Jews dwelling in Christendom have always had a complex pull-push relationship with Easter. The pull, as so often is the case with our triumphant daughter, Christianity, is the wonderful music, the serenity, and the grace. Nothing in the musical traditions of Judaism can even come close to Bach’s Passions, or to his blazing “Et Resurrexit” from the Mass in B. Judaism is a faith of smaller charms. The humble tabernacle of David.

The push obviously is certain elements in the Passion story, where we Jews are featured (sometimes more kindly as “the People”) as the brutes demanding the gruesome execution of Christ. Historically, such sentiment would sometimes lead to unpleasant encounters. But that is ancient history now.

As modern people, seeking to salvage civilization’s legacy and traditions from the incessant assault of nihilism, trashy pop culture, and Marxism, we must transcend. 600 years past the close of the Middle Ages, theological differences now seem minor. The transcending unity, however, binding both Christians and Jews, is as immense, noble and deep as Bach’s Gloria from the same Mass. All defenders of civilization are united by piety. A deep sense for the consecrated, for tradition, for things transcending above the generations to define human society and its institutions.

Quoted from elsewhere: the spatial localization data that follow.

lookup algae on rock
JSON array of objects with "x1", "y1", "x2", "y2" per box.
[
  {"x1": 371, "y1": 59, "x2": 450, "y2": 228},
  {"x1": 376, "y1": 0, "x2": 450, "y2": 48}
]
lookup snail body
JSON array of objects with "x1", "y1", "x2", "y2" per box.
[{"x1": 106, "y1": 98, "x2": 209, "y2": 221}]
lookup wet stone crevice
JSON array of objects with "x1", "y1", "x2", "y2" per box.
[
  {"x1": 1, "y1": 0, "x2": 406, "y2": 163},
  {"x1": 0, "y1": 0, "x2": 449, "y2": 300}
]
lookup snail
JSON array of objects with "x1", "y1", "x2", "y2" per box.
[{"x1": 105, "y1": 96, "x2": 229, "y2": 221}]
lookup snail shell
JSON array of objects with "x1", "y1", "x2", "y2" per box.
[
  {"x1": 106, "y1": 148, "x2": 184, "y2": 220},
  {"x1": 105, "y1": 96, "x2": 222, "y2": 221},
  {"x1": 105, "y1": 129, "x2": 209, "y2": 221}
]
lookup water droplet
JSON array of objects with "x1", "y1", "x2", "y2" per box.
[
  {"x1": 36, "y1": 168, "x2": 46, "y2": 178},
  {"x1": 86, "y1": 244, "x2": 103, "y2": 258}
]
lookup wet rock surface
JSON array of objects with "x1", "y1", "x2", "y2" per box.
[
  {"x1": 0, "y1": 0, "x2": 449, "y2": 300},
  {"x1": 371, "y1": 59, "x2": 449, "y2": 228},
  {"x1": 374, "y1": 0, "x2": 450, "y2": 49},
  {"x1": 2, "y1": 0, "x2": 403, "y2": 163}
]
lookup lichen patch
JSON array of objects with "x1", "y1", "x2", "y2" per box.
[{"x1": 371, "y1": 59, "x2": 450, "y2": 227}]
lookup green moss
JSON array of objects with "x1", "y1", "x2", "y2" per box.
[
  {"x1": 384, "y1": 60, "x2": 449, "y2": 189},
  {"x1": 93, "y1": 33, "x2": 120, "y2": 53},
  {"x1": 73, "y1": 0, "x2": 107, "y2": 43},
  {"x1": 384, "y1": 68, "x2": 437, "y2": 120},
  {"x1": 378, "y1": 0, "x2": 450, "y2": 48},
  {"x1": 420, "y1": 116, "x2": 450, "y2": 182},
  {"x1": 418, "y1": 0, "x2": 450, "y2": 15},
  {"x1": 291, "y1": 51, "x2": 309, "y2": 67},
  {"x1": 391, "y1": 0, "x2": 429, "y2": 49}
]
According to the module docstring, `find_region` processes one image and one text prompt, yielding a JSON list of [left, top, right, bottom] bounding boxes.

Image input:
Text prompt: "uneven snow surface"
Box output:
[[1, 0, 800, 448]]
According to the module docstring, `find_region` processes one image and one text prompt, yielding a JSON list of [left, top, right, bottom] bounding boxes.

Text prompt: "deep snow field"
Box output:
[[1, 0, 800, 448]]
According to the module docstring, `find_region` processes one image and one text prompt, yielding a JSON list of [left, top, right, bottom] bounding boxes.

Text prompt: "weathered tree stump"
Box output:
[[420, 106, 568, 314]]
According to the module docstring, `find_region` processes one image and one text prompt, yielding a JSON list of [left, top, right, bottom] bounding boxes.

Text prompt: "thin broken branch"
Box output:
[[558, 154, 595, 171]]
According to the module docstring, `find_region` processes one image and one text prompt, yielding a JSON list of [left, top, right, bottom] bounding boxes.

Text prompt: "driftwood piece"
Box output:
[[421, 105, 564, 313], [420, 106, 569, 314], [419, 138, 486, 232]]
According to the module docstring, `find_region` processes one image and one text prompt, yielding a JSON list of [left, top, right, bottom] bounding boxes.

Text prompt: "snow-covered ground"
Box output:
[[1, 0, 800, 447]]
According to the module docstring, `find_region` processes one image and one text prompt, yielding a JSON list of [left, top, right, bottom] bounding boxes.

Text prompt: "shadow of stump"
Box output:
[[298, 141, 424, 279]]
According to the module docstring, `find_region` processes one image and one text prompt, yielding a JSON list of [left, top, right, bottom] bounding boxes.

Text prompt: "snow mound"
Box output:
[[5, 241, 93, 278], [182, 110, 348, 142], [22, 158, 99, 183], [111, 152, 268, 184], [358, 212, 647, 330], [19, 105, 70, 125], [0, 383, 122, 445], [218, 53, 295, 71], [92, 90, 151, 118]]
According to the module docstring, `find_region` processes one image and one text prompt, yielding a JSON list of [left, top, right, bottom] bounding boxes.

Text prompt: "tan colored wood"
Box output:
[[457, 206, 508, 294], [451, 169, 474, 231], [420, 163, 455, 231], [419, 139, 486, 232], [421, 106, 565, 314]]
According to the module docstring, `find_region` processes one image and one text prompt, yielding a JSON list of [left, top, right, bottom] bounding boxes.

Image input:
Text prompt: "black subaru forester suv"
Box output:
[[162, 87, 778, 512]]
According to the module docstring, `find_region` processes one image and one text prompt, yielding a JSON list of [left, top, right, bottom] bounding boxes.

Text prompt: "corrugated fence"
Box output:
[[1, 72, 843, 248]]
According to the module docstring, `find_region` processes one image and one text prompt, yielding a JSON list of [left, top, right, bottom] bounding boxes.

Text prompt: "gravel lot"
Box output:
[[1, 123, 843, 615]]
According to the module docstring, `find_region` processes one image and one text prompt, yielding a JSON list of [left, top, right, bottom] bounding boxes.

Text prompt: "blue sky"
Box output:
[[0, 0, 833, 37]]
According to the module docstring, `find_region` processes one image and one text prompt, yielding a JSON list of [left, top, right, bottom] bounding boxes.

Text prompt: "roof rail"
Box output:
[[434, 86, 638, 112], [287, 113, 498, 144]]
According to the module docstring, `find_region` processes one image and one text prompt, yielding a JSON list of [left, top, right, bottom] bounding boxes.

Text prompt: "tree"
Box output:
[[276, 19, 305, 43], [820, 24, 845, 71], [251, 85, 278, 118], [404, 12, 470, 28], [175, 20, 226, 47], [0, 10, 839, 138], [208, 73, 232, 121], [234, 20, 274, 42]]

In that sense, Jews and Christians are united. And in that sense Easter serves as a great lesson to all of us: It is a celebration of triumph out of suffering, of the eternal that cannot be vanquished, the eternal that in turn grants grace to all that recognize it through its enduring nature. In fact, Judaism itself has a resurrection myth, in the form of the resurrected Jewish State of Israel: Millenia of exile and weakness are resolved and transcended through the glory of Jewish sovereignty, a glory that now strengthens all of us.

Christians, Jews, and all defenders of the West should apply the same hope of Ressurection to our civilization: We may have been dragged through the Via Dolorosa of the horrors of the French Revolution, of Marxism, of idiotic “woke” culture, and the half-brained banalities of popular entertainment, but through piety we too shall resurrect.